I Was Raped and Abused, But God Has Got Me Through

deliverance faith forgiveness restoration strength
Testimony Media
I was raised in a normal, middle-class, loving Christian family near Rotherham, Yorkshire. My faith was strong from a young age, and I committed my life to Christ at a Christian holiday camp when I was 15.

One day, while at a local café, an older Pakistani man struck up a conversation with me. I hadn’t expected to date someone like him, but I didn’t want to be prejudiced. So I agreed to see him. He was charming, romantic, showering me with gifts and attention. I felt flattered.

But within a few months, our relationship took a dark turn. I was conflicted about intimacy because of my beliefs, but soon I found myself trapped in a cycle of violent rape and physical abuse that lasted almost a year. The beatings were brutal—I was strangled, suffocated, and there were times I thought I would die.

After six months, I was taken to other towns to be gang-raped. But every time, something would prevent it from happening—someone would interrupt, or the men would get too drunk. Looking back, I know that was God intervening. Even in my darkest moments, I kept praying and praising Him, and He spared me. My faith grew stronger.

I went to the police multiple times, desperate for help, but they dismissed me. I know now that I wasn’t alone in that—many others were ignored too. In 2013, an independent inquiry revealed that authorities had failed to protect an estimated 1,400 children from abuse in Rotherham between 1997 and 2013.

Some might ask why I didn’t just run. The truth is, I had no way to escape. He had free access to where I lived. He threatened to kill my parents and harm me if I tried to leave. My parents didn’t suspect the extent of the abuse. Even now, I haven’t told them everything—I want to protect them from the pain.

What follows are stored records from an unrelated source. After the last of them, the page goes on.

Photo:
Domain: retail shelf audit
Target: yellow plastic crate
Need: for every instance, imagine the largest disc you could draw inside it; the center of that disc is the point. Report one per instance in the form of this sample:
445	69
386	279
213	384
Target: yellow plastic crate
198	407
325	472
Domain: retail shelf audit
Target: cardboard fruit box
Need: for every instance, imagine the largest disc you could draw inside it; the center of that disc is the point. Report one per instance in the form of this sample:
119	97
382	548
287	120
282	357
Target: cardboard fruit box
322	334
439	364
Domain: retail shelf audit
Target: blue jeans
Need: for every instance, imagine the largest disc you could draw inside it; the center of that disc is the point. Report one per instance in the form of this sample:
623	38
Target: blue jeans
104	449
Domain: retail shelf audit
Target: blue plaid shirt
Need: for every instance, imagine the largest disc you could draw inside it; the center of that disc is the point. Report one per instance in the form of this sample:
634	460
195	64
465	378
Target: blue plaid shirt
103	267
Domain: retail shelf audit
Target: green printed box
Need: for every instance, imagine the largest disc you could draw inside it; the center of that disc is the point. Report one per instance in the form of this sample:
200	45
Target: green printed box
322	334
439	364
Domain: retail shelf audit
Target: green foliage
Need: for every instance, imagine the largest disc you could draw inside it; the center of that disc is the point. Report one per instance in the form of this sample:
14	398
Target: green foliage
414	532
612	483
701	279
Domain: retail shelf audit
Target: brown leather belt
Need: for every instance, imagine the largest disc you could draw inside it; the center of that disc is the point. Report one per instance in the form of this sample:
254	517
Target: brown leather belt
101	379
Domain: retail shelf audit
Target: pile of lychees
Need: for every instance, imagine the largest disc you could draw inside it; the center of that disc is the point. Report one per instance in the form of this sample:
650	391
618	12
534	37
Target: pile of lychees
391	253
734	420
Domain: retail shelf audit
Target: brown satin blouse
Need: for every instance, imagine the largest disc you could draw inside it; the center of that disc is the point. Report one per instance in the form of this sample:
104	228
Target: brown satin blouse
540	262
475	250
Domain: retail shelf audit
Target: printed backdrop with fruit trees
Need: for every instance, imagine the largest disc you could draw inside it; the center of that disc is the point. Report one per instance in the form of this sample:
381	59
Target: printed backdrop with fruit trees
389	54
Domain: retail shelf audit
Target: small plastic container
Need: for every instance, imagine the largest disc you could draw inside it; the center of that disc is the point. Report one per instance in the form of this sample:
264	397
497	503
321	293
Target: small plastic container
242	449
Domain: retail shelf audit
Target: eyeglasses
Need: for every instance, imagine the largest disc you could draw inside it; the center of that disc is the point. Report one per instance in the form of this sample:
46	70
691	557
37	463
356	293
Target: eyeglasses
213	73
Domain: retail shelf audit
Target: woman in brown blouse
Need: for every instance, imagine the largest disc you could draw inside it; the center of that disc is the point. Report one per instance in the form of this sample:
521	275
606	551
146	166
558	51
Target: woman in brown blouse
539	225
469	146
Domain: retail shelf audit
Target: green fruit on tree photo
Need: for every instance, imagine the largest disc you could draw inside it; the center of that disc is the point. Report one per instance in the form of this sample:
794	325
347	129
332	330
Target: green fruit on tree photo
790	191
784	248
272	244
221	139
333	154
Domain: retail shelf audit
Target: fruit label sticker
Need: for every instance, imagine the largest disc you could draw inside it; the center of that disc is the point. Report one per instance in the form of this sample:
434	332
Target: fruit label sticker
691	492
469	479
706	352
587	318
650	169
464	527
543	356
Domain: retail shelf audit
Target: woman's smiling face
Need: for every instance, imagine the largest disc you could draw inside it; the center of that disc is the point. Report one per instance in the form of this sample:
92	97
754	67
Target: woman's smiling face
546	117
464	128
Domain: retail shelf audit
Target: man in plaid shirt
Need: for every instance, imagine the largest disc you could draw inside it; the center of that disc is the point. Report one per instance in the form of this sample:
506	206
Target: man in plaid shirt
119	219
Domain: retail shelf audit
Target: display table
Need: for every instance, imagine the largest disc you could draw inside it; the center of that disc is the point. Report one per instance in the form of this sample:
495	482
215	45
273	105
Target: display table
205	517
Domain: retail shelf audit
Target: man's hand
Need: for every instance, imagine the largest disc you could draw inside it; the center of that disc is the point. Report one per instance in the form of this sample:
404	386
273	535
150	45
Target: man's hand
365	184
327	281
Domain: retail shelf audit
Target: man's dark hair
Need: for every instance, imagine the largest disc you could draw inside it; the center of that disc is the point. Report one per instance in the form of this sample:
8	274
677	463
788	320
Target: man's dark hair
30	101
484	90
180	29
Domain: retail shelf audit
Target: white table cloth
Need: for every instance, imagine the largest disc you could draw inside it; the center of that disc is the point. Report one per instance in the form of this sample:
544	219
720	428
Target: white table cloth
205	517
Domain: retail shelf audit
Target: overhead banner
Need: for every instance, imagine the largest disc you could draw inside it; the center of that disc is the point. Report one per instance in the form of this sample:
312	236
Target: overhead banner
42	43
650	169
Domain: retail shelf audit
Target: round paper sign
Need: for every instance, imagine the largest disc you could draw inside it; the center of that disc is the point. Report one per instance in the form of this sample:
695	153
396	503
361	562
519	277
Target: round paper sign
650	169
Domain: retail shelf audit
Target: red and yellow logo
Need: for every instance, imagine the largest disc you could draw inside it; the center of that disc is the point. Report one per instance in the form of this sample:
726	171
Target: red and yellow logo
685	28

Throughout it all, I was made to feel that I was the one to blame. He used religious justification to degrade me, repeatedly quoting the Qur’an and telling me I deserved what was happening because I wasn’t properly covered. But I have learned that these were lies. There is an enemy out there who seeks to weigh people down with false guilt, but God doesn’t want us to carry that burden.

Eventually, I was hospitalized, and that’s when the abuse stopped. Fifteen years later, my faith has survived. The trials refined me, and God protected me from worse harm than I could have imagined.

Now, the police are finally taking me seriously, and I am fighting for justice. But I have also made the choice to forgive. It hasn’t been easy—anger, bitterness, and hatred could consume me, but I refuse to let them. Forgiveness is a deliberate choice, even when every instinct pushes toward revenge. Holding onto resentment would only destroy me, and I won’t let that happen.

I still battle fear, but I know that God is my refuge and strength. He is the one I run to in moments of darkness. Through His grace, I am still standing.

I believe Christians must speak out against the ideologies that enable these crimes. We are taught to love and accept others, but the men who preyed on me were taught that girls like me were beneath them—that we were objects to be used and discarded. More must be done to educate young men before they fall into this cycle of violence.

I urge others to pray—not just for survivors like me, but for the boys and young men who might be drawn into these crimes. If even one of them can be reached, countless future victims could be saved.

I am living proof that, even in the deepest suffering, God’s faithfulness endures. If you are struggling, hold on. He is with you.